I think one reason why confusion arises in trying to model a polarizing beam splitter (PBS) as quantum-optical device is because of the term

beam splitter. However, functionally speaking, a PBS is apolarizerand is therefore not a reversible device. A single photon in the state $\alpha |H\rangle + \beta |V\rangle$ impinging upon a polarizer (say aligned along the horizontal polarization) will get transmitted with an $|\alpha|^2$ probability or absorbed with a $|\beta|^2$ probabilty. This clearly means the photon number is not conserved, or that the transformation by a polarizer cannot be unitary.Now of course, an ideal (and lossless) PBS does not

absorbthe vertically-polarized photon.
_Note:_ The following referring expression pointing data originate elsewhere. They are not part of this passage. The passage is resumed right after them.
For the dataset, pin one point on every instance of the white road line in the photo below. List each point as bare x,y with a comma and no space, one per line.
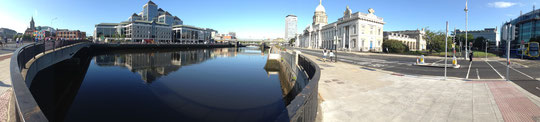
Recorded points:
470,64
477,74
495,70
519,71
438,61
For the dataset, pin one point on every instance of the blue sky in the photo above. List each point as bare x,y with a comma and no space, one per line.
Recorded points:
261,18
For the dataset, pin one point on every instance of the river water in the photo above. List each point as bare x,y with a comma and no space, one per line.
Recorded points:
223,84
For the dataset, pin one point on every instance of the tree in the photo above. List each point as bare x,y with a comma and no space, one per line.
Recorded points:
291,41
479,43
461,38
535,39
429,36
394,46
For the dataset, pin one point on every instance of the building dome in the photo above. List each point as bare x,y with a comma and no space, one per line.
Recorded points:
320,8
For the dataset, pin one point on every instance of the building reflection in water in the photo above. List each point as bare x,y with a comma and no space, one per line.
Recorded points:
151,66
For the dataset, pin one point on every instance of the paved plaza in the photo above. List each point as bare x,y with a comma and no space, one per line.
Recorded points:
357,93
5,85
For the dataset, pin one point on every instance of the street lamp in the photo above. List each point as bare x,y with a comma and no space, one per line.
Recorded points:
466,29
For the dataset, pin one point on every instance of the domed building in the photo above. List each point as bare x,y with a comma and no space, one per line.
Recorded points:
358,31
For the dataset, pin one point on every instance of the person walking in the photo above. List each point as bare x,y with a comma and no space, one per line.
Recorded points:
470,56
332,56
325,53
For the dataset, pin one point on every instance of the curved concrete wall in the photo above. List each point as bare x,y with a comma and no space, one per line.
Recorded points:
26,108
51,59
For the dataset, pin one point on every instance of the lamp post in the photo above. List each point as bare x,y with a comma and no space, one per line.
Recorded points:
466,29
486,48
335,45
446,50
508,56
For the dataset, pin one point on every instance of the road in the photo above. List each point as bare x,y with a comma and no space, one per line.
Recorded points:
478,70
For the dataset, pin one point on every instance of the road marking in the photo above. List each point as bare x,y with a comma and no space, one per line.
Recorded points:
519,71
438,61
477,74
495,70
470,64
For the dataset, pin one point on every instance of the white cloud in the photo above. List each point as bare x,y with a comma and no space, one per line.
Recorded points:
501,4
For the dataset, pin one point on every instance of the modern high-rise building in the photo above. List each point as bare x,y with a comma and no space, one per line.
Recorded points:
152,24
66,34
7,33
523,28
490,34
150,11
290,26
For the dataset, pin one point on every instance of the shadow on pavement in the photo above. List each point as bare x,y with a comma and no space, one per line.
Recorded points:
4,85
531,86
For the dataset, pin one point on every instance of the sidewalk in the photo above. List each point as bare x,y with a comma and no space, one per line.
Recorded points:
5,85
400,55
353,93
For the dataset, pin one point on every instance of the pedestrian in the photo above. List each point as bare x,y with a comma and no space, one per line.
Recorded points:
332,56
325,53
470,56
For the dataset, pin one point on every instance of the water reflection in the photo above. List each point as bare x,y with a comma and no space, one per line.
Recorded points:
224,84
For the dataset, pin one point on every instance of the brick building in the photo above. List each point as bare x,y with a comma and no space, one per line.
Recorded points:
70,34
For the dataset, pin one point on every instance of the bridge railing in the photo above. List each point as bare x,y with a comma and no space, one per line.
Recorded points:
24,107
303,108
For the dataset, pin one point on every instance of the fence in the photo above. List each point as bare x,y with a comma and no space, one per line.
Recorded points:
303,108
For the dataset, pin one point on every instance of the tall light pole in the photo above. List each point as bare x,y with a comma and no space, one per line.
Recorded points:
446,50
508,54
466,29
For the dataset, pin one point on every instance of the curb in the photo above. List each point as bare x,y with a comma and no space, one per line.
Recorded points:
394,73
535,99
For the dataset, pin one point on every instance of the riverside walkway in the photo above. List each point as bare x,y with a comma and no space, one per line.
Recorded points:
5,85
357,93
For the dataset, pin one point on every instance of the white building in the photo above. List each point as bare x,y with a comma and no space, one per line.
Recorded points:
290,27
192,34
414,39
352,32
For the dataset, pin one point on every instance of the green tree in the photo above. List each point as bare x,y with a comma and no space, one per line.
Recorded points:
394,46
291,41
535,39
479,43
429,37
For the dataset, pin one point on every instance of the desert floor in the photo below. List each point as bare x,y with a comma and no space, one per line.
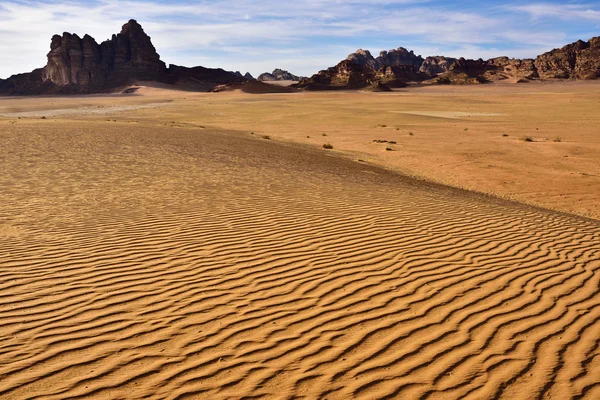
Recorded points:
157,245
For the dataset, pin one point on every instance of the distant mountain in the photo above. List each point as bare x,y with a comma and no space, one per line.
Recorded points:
247,75
81,65
395,68
278,75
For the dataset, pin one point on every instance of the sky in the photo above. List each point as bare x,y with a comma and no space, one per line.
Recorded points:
302,36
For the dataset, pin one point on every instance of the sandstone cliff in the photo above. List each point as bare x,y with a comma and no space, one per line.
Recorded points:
81,65
579,60
394,68
278,75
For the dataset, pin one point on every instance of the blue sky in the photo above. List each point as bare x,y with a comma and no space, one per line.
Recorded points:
302,36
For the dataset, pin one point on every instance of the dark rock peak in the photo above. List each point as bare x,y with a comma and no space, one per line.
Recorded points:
278,74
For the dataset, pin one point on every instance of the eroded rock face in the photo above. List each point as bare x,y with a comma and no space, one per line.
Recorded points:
398,57
81,65
579,60
83,62
361,70
436,65
278,75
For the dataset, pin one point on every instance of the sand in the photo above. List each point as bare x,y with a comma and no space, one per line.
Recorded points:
166,253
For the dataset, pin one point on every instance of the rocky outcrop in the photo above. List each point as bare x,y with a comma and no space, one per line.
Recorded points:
83,62
361,70
579,60
247,75
394,68
436,65
278,75
81,65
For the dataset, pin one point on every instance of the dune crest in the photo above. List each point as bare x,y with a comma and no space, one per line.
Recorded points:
210,265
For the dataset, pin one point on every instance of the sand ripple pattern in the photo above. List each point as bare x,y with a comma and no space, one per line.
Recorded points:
183,265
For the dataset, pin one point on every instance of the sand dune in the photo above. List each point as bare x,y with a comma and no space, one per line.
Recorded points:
147,262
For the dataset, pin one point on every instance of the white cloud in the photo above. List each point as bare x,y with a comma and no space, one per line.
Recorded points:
303,36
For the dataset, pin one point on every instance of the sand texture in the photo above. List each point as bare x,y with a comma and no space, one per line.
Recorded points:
146,260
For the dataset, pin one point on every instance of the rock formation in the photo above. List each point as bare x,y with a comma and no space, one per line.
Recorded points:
83,62
278,75
579,60
247,75
436,65
81,65
361,70
394,68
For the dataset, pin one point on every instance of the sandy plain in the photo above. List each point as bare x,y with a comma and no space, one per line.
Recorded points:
156,245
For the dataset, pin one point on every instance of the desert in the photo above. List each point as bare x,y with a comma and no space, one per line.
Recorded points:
208,236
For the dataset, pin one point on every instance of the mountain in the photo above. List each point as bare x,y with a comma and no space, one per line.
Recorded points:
395,68
579,60
278,75
81,65
247,75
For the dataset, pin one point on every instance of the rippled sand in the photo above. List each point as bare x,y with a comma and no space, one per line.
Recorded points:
146,262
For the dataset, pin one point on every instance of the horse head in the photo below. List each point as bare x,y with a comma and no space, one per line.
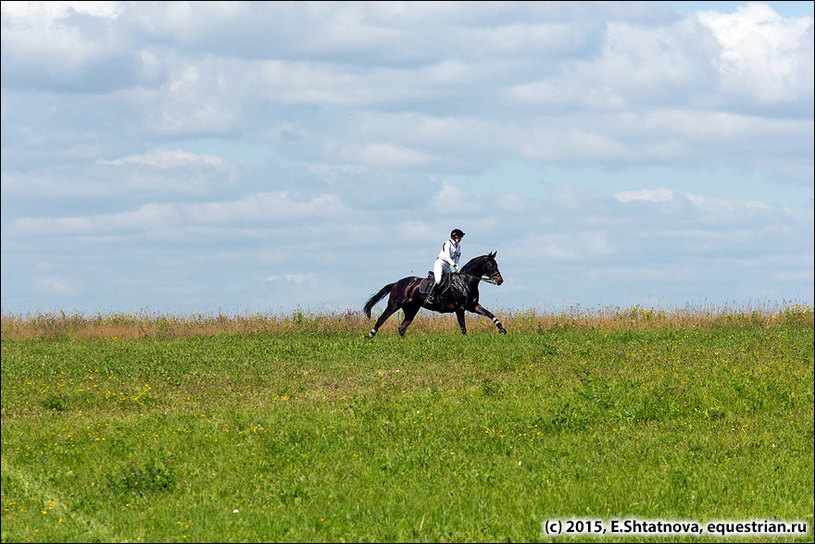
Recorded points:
491,269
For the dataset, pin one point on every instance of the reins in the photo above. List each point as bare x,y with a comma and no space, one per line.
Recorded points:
480,278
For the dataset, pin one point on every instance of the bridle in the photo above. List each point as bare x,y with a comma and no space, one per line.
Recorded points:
485,279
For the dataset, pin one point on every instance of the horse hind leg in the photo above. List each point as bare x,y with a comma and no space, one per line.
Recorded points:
410,313
480,310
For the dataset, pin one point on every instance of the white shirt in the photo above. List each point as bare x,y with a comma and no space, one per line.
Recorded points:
450,253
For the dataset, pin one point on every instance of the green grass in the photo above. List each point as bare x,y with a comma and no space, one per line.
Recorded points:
301,430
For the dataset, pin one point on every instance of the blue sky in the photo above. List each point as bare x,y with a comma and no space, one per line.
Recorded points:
260,157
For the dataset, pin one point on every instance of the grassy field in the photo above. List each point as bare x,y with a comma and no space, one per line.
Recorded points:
295,428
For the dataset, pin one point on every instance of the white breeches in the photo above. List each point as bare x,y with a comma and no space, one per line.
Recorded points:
440,267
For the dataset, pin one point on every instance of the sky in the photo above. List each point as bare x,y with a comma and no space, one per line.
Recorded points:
266,157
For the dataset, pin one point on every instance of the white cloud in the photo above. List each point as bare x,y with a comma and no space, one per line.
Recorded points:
163,158
260,208
164,142
294,278
764,56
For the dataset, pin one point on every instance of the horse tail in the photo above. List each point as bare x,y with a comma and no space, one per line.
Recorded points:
376,298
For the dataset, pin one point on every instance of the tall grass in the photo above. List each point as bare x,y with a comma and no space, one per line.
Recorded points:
295,428
156,325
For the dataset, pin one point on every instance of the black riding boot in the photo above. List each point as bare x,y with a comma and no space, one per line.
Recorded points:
430,299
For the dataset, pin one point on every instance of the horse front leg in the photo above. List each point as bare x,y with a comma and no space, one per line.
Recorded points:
461,323
389,311
480,310
410,313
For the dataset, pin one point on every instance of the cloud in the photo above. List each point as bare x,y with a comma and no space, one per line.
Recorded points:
257,209
294,278
765,58
605,149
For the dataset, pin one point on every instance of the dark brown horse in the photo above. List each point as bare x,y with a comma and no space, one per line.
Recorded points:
461,295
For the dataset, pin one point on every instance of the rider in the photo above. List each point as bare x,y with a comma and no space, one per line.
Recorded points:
446,262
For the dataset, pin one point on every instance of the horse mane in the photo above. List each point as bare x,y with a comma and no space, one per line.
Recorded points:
478,261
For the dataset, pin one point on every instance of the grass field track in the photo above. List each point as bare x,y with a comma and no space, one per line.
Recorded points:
296,428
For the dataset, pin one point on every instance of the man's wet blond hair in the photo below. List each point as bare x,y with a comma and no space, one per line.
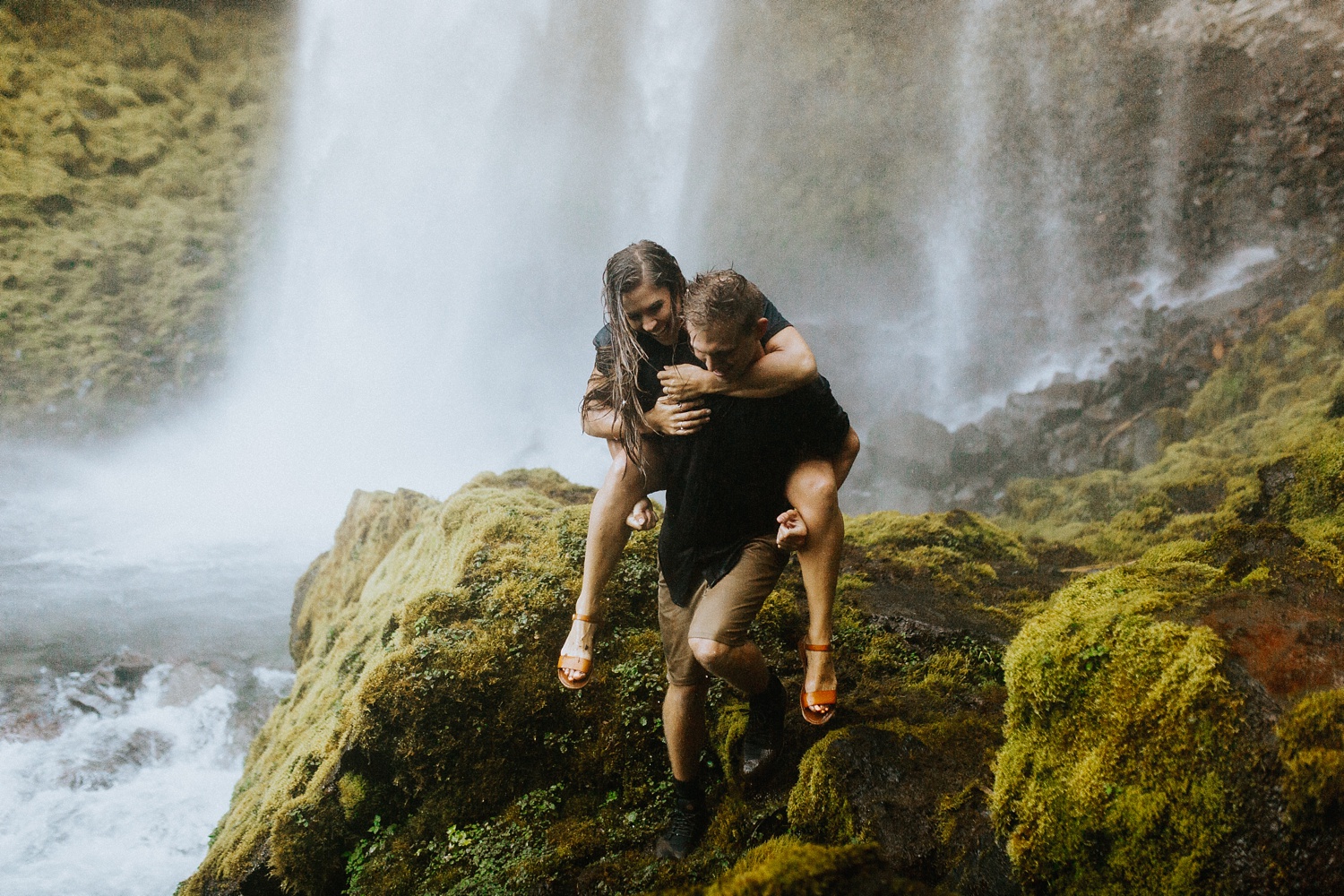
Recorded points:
720,297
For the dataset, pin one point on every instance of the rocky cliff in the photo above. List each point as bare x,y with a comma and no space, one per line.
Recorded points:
134,147
1132,684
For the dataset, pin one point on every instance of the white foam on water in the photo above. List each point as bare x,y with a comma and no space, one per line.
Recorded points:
120,804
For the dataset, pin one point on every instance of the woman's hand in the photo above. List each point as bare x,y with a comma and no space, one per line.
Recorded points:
687,382
676,418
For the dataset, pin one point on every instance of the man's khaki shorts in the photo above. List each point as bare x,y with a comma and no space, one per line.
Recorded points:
722,613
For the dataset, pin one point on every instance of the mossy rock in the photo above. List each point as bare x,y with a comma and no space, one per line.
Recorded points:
1140,753
126,182
1261,438
427,747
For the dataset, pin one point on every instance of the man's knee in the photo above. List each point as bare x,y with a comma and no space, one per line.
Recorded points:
814,485
624,474
709,653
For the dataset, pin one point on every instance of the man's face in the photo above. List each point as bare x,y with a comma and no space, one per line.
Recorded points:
728,349
650,309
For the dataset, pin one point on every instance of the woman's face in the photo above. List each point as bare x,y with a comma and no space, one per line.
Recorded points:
650,308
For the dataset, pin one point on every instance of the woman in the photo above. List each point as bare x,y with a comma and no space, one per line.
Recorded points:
645,387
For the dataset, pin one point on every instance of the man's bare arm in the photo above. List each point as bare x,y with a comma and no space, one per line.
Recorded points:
667,417
788,363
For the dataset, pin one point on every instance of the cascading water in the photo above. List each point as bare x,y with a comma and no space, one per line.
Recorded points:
454,179
930,191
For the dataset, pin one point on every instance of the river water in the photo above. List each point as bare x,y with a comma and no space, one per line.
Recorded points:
903,183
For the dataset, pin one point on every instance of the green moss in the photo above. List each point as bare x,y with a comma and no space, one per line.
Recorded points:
1128,762
788,866
1312,751
426,745
1268,402
134,142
In the above example, it would be available inanothermode; say, at the reflection port (if the horizontally polarized photons were obtained at the transmission port).One has then two choices: either neglect this other mode (which would then be exactly like a polarizer) if it is not of interest, or consider it independently. I emphasize on the

independencebecause this could not be done for a normal beam splitter. (This is also the reason why you cannot obtain interference in a PBS).The mode relations in the Heisenberg picture (obtained by substituting $\eta = 1$ in equation 5.13 of this article on quantum physics of simple optical instruments) for an

idealPBS could be written as: $$ \hat{c}_H = \hat{b}_H $$ $$ \hat{c}_V = \hat{a}_V $$ $$ \hat{d}_H = \hat{a}_H $$ $$ \hat{d}_V = \hat{b}_V $$ with $a$ and $b$ denoting the input modes, and $c$ and $d$ denoting the output modes, as also illustrated in this figure.Note that $\eta = 1$ essentially stood for $\,\eta_H = \eta_V = 1$ so one could model a

realisticPBS using $\eta_H < 1$ and $\eta_V < 1$ in equation 5.13 and derive the mode relations accordingly.Given an arbitrarily polarized single photon prepared in mode $a$ (state $\alpha |H_a\rangle + \beta |V_a\rangle$), the evolution of this state through the ideal PBS would be described by:

$\alpha |H_a\rangle + \beta |V_a\rangle = (\alpha a_H^{\dagger} + \beta a_V^{\dagger}) |0\rangle \rightarrow (\alpha d_H^{\dagger} + \beta c_V^{\dagger})|0\rangle = \alpha |H_d\rangle + \beta |V_c\rangle$

(I haven't used the hats on the operators to prevent cluttering).

You can see that the photon is a superposition of two different spatial modes $c$ and $d$ now.